Something like select a from A as a join fetch a.b join fetch a.c would seem to make sense at first, but this creates a huge product if the numbers of B and C entities are large. Extending this to another associated entities makes the query totally unreasonable.
If I leave JPA to its own devices, I end up with n+1 selects when it wants to access the B and C entities.
What I thought I’d do was query A join fetch B, then A join fetch C, but this doesn’t work as it gives me two List<A> results each with only half the information.
This is a pretty simple query in SQL terms, and I’m disappointed there isn’t an obvious way to handle this. Am I missing something?

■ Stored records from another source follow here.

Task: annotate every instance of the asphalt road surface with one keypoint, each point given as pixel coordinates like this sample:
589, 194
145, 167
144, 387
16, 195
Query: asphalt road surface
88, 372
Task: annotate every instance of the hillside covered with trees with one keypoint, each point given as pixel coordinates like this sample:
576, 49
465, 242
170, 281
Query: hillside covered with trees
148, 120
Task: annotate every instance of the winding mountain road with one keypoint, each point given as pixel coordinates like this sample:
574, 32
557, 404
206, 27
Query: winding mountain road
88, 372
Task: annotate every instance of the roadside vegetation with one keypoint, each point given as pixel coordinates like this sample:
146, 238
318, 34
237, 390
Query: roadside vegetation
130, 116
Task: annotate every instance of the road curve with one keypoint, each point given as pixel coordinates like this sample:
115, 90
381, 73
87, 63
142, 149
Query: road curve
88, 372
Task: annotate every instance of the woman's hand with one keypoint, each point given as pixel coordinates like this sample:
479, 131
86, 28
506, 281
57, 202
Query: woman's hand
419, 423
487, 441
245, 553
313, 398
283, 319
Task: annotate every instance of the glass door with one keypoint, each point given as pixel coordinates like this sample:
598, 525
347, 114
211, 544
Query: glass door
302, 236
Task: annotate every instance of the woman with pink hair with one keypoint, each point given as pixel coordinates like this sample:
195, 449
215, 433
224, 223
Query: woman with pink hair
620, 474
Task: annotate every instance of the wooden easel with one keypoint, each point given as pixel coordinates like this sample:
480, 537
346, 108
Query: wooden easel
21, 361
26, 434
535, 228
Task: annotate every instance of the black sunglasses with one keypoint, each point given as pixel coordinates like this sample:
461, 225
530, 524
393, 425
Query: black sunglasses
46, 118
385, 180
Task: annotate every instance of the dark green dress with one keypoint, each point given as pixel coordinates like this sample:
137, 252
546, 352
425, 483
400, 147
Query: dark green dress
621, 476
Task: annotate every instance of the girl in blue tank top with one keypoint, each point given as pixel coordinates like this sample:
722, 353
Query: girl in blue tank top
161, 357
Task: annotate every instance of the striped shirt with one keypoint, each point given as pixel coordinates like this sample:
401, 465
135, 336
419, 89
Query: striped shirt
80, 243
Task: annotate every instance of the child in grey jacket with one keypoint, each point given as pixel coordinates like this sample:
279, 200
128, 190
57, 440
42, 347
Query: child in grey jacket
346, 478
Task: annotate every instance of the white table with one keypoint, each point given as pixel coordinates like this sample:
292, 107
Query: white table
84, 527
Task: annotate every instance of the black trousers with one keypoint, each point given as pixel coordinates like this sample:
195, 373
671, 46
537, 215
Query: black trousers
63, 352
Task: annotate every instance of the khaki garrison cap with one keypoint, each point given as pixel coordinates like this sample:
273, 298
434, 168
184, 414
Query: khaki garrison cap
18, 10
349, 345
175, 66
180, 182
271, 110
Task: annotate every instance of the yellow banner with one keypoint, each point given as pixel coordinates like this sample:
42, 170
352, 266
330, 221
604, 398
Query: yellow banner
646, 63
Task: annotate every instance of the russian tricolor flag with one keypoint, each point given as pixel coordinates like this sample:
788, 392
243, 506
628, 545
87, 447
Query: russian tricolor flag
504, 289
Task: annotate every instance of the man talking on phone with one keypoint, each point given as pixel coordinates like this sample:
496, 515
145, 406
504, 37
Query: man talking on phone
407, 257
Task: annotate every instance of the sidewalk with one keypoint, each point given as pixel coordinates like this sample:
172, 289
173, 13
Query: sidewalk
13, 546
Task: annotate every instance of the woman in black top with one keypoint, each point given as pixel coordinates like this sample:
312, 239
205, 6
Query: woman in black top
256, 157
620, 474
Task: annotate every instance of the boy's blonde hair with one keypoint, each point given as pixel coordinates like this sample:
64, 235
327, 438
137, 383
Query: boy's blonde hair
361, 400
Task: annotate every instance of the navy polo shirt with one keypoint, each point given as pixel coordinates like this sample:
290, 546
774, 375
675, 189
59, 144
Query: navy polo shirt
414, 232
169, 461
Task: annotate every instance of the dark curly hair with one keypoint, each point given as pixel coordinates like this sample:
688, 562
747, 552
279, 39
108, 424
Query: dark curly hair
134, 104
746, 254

Provider is toplink essentials
I wonder why you say this is pretty simple in SQL terms. Wouldn’t you also have the cartesian product?
Using the Hibernate provider for JPA, an option you mention works:
You have two list of the same values, you use only one and it is fine (you just need to LEFT join).
In Hibernate, you can also ask to fetch the missing data in a second query.
Use
fetch="subselect".See https://www.hibernate.org/315.html
UPDATED after comment of the Original Poster:
In java, you could also do this by hand.
This would have a good performance also.
If you run several times into this need, you could write a parameterized method to do this for you, so you only code it once.